Стол покойного Венанция помещался напротив камина и был, наверное, одним из самых здесь удобных. В ту пору еще я лишь малейшую частицу своей жизни отдал скрипторию, однако гораздо большую часть жизни я посвятил ему впоследствии и по себе знаю, какие телесные страдания приносит писцу, рубрикатору или изыскателю долгий зимний день, проведенный за письменным столом, когда коченеют скрюченные пальцы на стилосе (притом, что и в самой нормальной температуре через шесть часов работы у большинства людей пальцы сводит мучительнейшей «монашьей судорогой»), а указательный палец ноет так, как будто по нему били молотками. В чем и коренится причина того, что на полях различных рукописей мы здесь и там встречаем фразы, оброненные писцом между делом, как знаки претерпеваемых им, а иногда и нестерпимых страданий, к примеру, такие: «Слава тебе Господи, начинает темнеть», или: «Эх, в эту бы пору толику доброго вина!», или в таком духе: «Сегодня холодно, ничего не видно, пергамент волосатый, и выходит скверно». В старой пословице сказано: пером правят три пальца, а работает все тело. И работает, и устает, и болит.
Но я рассказывал о столе Венанция. Он был небольшой, как и прочие столы, расставленные под окнами восьмиугольного колодца и предназначенные для исследовательской работы, в то время как более просторные столы, расположенные вдоль внешних окон, отводились рисовальщикам и копиистам. Хотя надо заметить, что и Венанций держал на столе подставку – вероятно, ему были нужны для работы какие-то одолженные монастырем рукописи, которые в то же время переписывались.

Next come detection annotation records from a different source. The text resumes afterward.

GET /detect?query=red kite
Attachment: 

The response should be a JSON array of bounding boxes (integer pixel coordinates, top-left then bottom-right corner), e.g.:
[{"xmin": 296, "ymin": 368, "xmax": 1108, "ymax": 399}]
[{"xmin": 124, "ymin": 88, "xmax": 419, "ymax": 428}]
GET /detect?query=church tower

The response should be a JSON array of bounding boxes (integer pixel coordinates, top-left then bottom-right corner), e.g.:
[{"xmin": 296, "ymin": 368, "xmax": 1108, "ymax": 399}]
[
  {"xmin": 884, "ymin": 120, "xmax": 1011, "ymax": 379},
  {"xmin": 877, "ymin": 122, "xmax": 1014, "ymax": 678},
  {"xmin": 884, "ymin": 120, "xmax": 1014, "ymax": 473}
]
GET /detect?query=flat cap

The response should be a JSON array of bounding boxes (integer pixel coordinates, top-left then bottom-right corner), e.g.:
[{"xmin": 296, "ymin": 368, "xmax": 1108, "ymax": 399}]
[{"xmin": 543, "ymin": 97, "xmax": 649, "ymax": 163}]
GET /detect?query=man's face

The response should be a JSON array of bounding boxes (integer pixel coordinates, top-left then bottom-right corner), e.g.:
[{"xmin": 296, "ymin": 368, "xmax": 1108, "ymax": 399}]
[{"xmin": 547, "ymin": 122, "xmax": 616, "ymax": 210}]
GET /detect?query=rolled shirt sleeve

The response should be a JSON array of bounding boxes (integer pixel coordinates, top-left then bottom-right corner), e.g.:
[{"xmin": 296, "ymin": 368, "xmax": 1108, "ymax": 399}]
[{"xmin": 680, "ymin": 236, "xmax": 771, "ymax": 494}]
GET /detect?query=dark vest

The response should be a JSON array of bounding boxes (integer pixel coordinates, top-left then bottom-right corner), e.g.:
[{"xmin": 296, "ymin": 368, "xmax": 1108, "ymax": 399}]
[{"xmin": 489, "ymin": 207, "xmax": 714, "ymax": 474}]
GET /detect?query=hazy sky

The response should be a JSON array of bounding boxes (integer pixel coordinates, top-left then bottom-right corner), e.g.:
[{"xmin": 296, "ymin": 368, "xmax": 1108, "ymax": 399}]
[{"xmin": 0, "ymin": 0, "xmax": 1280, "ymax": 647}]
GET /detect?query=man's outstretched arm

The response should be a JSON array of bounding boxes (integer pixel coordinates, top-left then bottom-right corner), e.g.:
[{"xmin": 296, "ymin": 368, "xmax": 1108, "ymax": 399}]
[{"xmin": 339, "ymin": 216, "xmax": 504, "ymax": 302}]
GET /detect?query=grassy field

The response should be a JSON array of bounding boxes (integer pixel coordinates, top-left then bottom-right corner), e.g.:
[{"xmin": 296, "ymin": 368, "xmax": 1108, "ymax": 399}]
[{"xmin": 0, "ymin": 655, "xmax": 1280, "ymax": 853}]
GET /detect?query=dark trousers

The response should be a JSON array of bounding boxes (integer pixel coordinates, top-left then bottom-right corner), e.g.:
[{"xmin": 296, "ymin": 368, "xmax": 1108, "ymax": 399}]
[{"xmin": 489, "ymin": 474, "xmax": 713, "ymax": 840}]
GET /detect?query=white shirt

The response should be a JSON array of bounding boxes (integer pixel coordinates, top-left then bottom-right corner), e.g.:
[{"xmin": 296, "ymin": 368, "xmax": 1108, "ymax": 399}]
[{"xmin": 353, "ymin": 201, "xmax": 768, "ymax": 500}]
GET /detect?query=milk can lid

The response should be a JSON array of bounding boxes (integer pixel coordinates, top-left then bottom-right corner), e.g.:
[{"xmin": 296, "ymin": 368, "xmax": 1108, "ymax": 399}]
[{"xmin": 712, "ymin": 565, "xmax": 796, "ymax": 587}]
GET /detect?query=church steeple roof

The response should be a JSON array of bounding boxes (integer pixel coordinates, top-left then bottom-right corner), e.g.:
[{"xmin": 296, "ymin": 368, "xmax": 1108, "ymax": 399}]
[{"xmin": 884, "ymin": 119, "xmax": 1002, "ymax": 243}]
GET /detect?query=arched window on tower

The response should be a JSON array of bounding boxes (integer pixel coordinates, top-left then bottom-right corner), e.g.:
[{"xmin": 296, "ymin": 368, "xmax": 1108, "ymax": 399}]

Под столом была еще одна, низкая полка, где валялись какие-то непереплетенные листы, все исписанные по-латыни. Я догадался, что это последние переводы Венанция. Почерк был неразборчив, в книгу листы не сложились бы. По всей очевидности, они предназначались для передачи копиисту и иллюстратору. Прочитать на них что-либо было трудно. Там же лежало несколько греческих книг. Еще одна, открытая, греческая книга была на подставке – сочинение, над переводом которого Венанций трудился в последние дни. В описываемую пору я еще не знал греческого языка, но учитель сказал, что то была книга некоего Лукиана, повествующая о мужчине, превращенном в осла. Я вспомнил похожую повесть Апулея, которая для нас, послушников, всегда была под строжайшим запретом.